Modi has given the Congress and all other parties—most of them either breakaways of the Congress or not inimical to the nation’s interests—a reason to fight back again. And this fight, considering the implications of the drama unfolding in Karnataka, could be the mother of all battles for our very basic freedoms and survival as a nation, our pluralism our unity in our diversity. Our democracy, our Constitution.

If the BJP had more good sense and less naked greed, they would have trodden softly on this dangerous ground. Their timing, however, has been perfect from the point of view of the opposition. It leaves them with both enough time and urgency to work and weave together not too far ahead of the Lok Sabha polls that they should not be able to hold the momentum until D-day. Which might be sooner than we think for Modi and Shah are unlikely to tolerate the build up to opposition unity and give them enough room to consolidate their forces.

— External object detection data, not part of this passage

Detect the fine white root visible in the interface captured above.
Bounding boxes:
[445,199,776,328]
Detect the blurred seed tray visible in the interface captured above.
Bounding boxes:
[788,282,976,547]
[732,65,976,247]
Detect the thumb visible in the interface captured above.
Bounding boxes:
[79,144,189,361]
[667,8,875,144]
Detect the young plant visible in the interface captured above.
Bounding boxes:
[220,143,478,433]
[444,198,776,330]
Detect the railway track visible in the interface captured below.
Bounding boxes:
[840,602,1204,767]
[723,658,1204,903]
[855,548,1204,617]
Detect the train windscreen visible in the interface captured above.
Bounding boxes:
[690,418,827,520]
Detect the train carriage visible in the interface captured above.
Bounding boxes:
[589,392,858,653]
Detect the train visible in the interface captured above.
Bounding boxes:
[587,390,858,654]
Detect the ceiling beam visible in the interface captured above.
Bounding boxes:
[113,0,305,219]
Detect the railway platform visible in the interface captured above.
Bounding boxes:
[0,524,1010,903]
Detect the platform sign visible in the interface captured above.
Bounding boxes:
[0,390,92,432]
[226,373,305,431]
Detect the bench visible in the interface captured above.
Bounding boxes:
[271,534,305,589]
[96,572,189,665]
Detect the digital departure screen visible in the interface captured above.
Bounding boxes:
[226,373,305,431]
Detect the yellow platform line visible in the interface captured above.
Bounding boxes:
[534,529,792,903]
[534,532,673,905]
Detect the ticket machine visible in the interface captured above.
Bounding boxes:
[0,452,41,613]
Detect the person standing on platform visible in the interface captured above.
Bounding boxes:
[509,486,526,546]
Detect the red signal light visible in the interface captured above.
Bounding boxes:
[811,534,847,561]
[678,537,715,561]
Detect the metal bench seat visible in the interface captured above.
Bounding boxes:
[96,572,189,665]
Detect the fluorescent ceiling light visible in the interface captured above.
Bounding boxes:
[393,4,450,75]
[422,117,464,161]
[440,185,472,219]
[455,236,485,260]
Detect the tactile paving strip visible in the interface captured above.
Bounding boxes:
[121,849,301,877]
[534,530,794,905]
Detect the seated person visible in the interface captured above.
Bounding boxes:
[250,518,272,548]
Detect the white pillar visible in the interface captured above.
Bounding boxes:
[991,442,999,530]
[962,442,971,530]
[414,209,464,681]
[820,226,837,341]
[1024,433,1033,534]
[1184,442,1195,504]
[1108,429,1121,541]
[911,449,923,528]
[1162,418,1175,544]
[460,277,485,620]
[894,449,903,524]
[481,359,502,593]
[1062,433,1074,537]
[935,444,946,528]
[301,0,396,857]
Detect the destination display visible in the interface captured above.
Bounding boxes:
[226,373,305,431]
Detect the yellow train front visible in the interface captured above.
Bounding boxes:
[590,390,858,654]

India’s first midnight tryst with destiny was on August 15, 1947. Her second midnight tryst was on May 17, 2018, more than 70 years later when the Congress and the JD(S) rightly moved the Supreme Court to hear their petition against the Karnataka governor’s partisan decision to not just swear in a minority government but also crush democracy and the Constitution underfoot. Even if the Congress loses this particular battle it must win the larger war, along with its allies, for the country. For that is likely to be our third and final war of Independence. This time against bigotry and autocracy. If we lose this war, we lose our souls.